Iran’s supplying of bomb-carrying drones to Russia could see Moscow help Tehran’s program become more lethal, raising risks across the wider Middle East, the top U.S. Air Force commander in the Middle East said Wednesday. Lt. Gen. Alexus Grynkewich, the head of U.S. Air Force Central, described the danger potentially posed by Russia’s “cooperation and collusion” with Iran as extending from the airspace over Syria, while Tehran threatens commercial ships in the waters of the Persian Gulf. American pilots have already faced what they describe as more aggressive maneuvers from Russian pilots in Syria, while a new deployment of U.S. air power has been sent to protect commercial shipping in the Gulf’s key Strait of Hormuz, through which 20% of all the world’s oil passes.

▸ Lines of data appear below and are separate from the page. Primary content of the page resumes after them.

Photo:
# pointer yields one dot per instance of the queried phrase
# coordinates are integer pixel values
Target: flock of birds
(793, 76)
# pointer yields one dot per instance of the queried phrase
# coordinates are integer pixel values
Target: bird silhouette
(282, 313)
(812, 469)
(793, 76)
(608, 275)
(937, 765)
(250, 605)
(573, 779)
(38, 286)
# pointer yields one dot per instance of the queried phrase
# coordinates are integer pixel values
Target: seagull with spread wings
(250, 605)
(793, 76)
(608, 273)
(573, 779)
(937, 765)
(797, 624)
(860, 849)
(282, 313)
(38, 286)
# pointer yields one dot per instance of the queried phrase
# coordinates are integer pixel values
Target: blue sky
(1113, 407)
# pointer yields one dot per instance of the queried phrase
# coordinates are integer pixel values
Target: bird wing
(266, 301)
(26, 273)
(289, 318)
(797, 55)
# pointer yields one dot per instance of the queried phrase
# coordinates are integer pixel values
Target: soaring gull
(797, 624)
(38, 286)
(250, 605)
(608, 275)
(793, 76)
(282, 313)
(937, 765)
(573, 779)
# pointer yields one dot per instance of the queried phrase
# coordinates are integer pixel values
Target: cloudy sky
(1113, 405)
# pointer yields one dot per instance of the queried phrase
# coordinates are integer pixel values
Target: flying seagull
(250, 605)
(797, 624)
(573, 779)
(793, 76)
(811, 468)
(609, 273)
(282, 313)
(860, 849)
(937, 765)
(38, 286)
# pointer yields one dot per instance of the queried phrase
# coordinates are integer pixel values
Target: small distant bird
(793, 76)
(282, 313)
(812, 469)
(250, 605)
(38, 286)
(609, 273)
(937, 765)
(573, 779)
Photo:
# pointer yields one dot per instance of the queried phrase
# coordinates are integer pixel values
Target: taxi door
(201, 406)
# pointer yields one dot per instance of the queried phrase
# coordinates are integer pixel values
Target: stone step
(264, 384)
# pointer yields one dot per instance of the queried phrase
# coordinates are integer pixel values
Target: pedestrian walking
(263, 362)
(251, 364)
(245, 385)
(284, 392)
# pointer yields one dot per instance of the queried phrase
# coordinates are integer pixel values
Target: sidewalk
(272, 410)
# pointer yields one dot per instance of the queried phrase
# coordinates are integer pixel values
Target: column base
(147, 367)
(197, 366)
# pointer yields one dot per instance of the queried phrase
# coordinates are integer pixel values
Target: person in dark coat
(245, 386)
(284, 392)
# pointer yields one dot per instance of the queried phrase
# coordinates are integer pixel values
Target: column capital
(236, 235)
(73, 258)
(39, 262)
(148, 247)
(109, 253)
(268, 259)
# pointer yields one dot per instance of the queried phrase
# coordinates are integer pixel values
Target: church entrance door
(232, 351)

GULF STATES, YEMEN, & IRAN
Iran President Says Saudi Ties With Israel Would Betray Palestinians | AFP
Iranian President Ebrahim Raisi on Wednesday accused regional rival Saudi Arabia of betraying the Palestinians by seeking to normalize relations with Israel. "The initiation of a relationship between the Zionist regime and any country in the region, if it is with the aim to bring security for the Zionist regime, will certainly not do so," Raisi told a news conference as he attended the UN General Assembly. "We believe that a relationship between regional countries and the Zionist regime would be a stab in the back of the Palestinian people and of the resistance of the Palestinians," he said. Saudi Arabia and Israel have bonded in part over shared hostility to Iran's clerical state, although Riyadh has moved to ease tensions with Tehran through talks brokered by China.
If Iran is able to obtain a nuclear weapon, Saudi Arabia will seek to acquire one as well, the kingdom’s crown prince declared Wednesday. Crown Prince Mohammed bin Salman expressed “concern” about the possibility of a nuclear Iran, a longtime rival of Saudi Arabia, during a wide-ranging interview with Fox News host Bret Baier. “Well, we are concerned [about] any country getting a nuclear weapon. That’s a bad move,” Salman said. “You don’t need to get a nuclear weapon because you can’t use it even if you can get a nuclear weapon.” The crown prince argued that if Iran is able to obtain a nuclear weapon and its authoritarian regime decides to use it, the country would quickly find itself at war with “the world.”